19. Bölüm

6 1 0
                                    

         Bugün Devrim'in ailesinin evine gidecektik. Biraz gerilmiştim doğrusu. Yine de annesi Filiz teyzeyi özlemiştim, tatlı biriydi. Akşamüstü gidip akşam yemeğini orada yiyecektik. Saat 17.00'ye yakın hazırlanmaya başladık. Elif'le çıktığımızda aldığım yeşil, askılı elbisemi giydim. Üşümemek için üzerime beyaz bir hırka da alacaktım. Beyaz ayakkabılarımı giyip çıktım. Arabaya bindik, on beş dakikada varmıştık. Büyük, heybetli kapının zilini çaldık ve beklemeye başladık. Kapıyı evin çalışanı Sevda teyze açtı. Hemen bana sarıldı, onunla iyi anlaşıyorduk. 

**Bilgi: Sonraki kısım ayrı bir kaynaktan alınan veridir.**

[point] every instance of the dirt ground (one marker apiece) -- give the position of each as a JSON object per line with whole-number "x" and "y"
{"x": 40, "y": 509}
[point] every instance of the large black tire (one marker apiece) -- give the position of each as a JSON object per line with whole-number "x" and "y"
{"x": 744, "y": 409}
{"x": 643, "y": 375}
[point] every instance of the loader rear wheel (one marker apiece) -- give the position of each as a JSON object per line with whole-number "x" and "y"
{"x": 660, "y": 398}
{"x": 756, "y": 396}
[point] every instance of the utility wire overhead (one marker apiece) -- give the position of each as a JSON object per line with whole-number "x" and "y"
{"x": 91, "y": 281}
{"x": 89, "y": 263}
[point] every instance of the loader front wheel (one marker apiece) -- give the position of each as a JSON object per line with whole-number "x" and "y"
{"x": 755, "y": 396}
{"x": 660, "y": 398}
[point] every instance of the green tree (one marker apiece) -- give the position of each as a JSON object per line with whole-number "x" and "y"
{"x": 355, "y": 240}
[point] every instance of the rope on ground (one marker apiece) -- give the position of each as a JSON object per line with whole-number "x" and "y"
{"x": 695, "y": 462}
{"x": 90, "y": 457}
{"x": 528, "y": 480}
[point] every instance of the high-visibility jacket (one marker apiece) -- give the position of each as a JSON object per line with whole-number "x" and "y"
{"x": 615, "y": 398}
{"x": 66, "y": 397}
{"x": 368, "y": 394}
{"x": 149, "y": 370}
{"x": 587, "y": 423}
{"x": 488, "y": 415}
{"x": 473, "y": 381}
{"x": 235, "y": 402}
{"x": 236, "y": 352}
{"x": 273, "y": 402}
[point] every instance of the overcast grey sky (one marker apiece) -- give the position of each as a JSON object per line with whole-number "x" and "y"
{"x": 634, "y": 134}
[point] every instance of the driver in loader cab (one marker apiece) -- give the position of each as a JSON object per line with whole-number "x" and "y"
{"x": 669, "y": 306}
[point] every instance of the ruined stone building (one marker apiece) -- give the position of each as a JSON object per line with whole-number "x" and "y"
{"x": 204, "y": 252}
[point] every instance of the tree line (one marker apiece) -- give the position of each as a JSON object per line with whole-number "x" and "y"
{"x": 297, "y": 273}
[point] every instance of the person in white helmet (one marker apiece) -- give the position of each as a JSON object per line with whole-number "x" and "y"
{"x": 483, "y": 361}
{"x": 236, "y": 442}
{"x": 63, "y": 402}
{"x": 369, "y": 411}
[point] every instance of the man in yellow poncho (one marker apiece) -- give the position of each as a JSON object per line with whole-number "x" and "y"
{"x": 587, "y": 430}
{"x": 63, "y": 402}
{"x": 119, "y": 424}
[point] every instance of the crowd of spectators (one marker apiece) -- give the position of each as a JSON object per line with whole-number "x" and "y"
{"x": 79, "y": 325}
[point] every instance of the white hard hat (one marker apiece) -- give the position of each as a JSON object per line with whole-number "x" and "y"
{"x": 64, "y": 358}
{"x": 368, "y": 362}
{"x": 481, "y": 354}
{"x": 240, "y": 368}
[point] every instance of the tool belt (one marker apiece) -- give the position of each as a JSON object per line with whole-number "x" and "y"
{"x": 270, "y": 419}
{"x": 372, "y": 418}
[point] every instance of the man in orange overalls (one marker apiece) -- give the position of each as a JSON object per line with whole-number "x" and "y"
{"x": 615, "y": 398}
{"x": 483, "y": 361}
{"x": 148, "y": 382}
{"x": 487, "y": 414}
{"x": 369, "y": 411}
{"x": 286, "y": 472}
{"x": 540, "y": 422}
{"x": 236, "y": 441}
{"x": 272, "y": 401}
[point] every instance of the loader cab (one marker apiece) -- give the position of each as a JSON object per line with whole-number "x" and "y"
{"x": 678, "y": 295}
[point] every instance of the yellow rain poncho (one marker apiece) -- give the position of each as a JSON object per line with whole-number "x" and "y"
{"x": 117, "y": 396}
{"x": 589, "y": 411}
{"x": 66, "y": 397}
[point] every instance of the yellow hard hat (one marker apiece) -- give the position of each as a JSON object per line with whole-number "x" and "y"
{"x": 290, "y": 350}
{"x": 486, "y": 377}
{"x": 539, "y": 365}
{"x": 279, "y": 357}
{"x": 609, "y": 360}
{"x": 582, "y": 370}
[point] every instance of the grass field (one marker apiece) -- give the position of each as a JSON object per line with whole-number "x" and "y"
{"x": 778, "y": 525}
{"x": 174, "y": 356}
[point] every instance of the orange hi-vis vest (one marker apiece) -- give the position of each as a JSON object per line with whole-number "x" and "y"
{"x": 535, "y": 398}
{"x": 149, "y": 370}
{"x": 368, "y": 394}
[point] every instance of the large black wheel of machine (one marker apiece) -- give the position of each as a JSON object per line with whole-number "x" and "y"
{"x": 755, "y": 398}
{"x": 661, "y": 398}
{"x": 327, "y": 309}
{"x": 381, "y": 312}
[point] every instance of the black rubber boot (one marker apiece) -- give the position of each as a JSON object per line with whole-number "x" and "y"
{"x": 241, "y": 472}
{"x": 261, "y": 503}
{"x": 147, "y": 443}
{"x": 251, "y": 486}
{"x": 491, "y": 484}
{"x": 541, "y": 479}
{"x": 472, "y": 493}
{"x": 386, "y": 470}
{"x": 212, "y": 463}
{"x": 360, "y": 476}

         "Nasılsınız çocuklar? İçeride sizi bekliyorlar, geçin isterseniz." Başımızı sallayıp salona doğru ilerledik. Salondaki büyük masada yemekleri hazırlamış bizi bekliyorlardı. Ceylin ortalarda görünmüyordu. Filiz teyze ilk beni gördü, ayağa kalkıp sarıldı. Devrim'in babası yerinde oturmaya devam etti. Sahi, hâlâ adını bilmiyordum. Filiz teyze oturmamızı işaret etti. Masanın başında babası, solunda annesi, babasının sağında Devrim ve onun yanında da ben oturuyordum. Birkaç dakika sonra Ceylin koşarak içeri girdi, beni gördüğü an boynuma atladı.

         "İren abla, gelmişsin!" Gülerek kollarından ayrıldım.

         "Geldim tabii, seni görmeden dayanabileceğimi mi sandın?" Ceylin de güldü ve karşıma geçti. Yemeye başladığımızda kimse konuşmuyordu. İyice gerilmeye başlamıştım. Biraz sonra Devrim'in babası konuştu.

         "Şirketi devralacağına karar verdin değil mi Devrim? Senin için en iyisi bu olacak. Döngünün devam etmesi gerek sonuçta." Devrim derin bir nefes aldı. Sanırım ailesi istediği meslek konusunda onu desteklemiyordu. 

         "Grafik tasarımcı olma konusunda kararlıyım baba, beni zorlayamazsın." Babası hızla Devrim'e doğru döndü.

         "Ne demek kararlıyım? Bizi rezil edeceksin, herkesin oğlu şirketin başına geçiyor. Artistlik yapma bana, ressam mı olacaksın? Kız gibi." Kız gibi? Sakinim, bu beni ilgilendirmez.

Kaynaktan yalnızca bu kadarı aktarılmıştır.